Destaca-se que as respostas dessas questões são essenciais, pois é uma tendência natural que os agentes beneficiados com a redução dos limites optem pela aquisição de energia convencional, principalmente, nos casos em que a aquisição de energia elétrica convencional for mais vantajosa do que o custo da aquisição de energia elétrica incentivada e seu desconto na Tarifa de Uso do Sistema de Distribuição (TUSD).

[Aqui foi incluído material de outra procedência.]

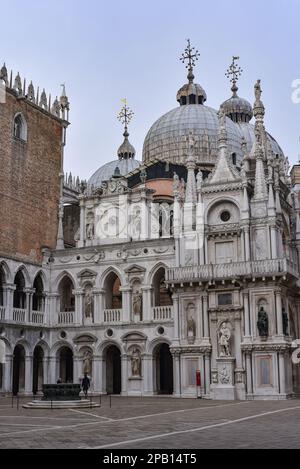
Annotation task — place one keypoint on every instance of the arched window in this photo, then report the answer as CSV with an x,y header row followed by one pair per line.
x,y
162,295
20,127
19,293
113,295
2,281
67,299
38,296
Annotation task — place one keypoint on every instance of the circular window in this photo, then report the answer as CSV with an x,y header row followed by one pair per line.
x,y
225,215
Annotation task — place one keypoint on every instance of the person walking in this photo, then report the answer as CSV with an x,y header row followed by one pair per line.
x,y
85,384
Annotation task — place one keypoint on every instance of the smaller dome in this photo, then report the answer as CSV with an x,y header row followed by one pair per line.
x,y
238,109
119,167
191,93
126,150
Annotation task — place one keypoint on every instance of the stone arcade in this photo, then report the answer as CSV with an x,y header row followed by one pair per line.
x,y
150,270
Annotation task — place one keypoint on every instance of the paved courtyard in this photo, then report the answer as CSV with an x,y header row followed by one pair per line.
x,y
159,422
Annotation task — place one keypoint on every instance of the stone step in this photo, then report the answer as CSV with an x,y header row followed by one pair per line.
x,y
39,404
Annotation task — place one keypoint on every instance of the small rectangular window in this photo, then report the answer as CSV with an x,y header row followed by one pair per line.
x,y
224,299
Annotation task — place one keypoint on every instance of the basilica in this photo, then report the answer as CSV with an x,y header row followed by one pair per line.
x,y
172,272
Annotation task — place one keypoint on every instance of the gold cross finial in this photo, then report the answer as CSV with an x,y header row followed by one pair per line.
x,y
125,115
233,73
190,54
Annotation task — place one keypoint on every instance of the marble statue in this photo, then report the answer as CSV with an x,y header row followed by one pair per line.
x,y
87,363
137,304
262,323
136,362
285,322
224,340
88,303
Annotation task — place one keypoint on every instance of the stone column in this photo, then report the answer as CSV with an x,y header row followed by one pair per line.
x,y
77,369
126,304
176,374
205,316
147,374
207,374
53,369
247,314
81,241
249,383
46,370
273,242
279,312
147,308
9,289
28,374
29,294
8,373
54,308
281,372
247,243
78,315
175,298
124,374
97,374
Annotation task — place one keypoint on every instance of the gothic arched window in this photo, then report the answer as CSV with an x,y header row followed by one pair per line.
x,y
20,127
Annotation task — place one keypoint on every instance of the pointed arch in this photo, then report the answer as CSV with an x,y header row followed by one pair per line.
x,y
108,271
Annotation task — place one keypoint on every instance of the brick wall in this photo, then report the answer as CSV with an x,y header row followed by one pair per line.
x,y
29,181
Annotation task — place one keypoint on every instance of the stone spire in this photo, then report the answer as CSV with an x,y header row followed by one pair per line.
x,y
223,171
191,192
260,188
126,150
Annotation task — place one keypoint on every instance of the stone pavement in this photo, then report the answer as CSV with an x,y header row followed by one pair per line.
x,y
154,422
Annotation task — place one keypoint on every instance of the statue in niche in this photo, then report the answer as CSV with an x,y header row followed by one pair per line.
x,y
88,303
224,340
262,323
190,322
136,362
87,363
90,229
137,304
285,322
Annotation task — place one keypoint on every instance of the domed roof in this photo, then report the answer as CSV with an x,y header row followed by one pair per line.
x,y
105,172
248,132
167,138
238,109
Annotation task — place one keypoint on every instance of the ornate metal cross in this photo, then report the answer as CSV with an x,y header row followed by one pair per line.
x,y
191,54
234,71
126,114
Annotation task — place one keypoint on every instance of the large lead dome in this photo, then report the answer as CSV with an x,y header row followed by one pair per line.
x,y
167,138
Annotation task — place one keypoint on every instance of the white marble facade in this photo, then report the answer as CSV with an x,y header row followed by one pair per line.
x,y
206,277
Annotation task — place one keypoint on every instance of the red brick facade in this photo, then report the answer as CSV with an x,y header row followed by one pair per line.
x,y
29,180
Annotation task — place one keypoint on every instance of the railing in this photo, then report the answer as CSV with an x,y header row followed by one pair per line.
x,y
161,313
112,315
2,312
37,317
19,314
66,317
231,270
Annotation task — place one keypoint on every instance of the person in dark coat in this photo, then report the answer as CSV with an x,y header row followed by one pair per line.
x,y
85,384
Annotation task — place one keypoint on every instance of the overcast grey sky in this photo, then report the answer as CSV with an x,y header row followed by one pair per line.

Por fim, é indiscutível que essa redução de limites representada um grande avanço para o mercado de energia, mas é essencial que seja implementada garantindo a segurança jurídica, legalidade e, principalmente, a análise e previsibilidade dos seus efeitos no tempo, pois o setor elétrico brasileiro não pode mais conviver com medidas pontuais desordenadas que, posteriormente, geram efeitos negativos em cadeia.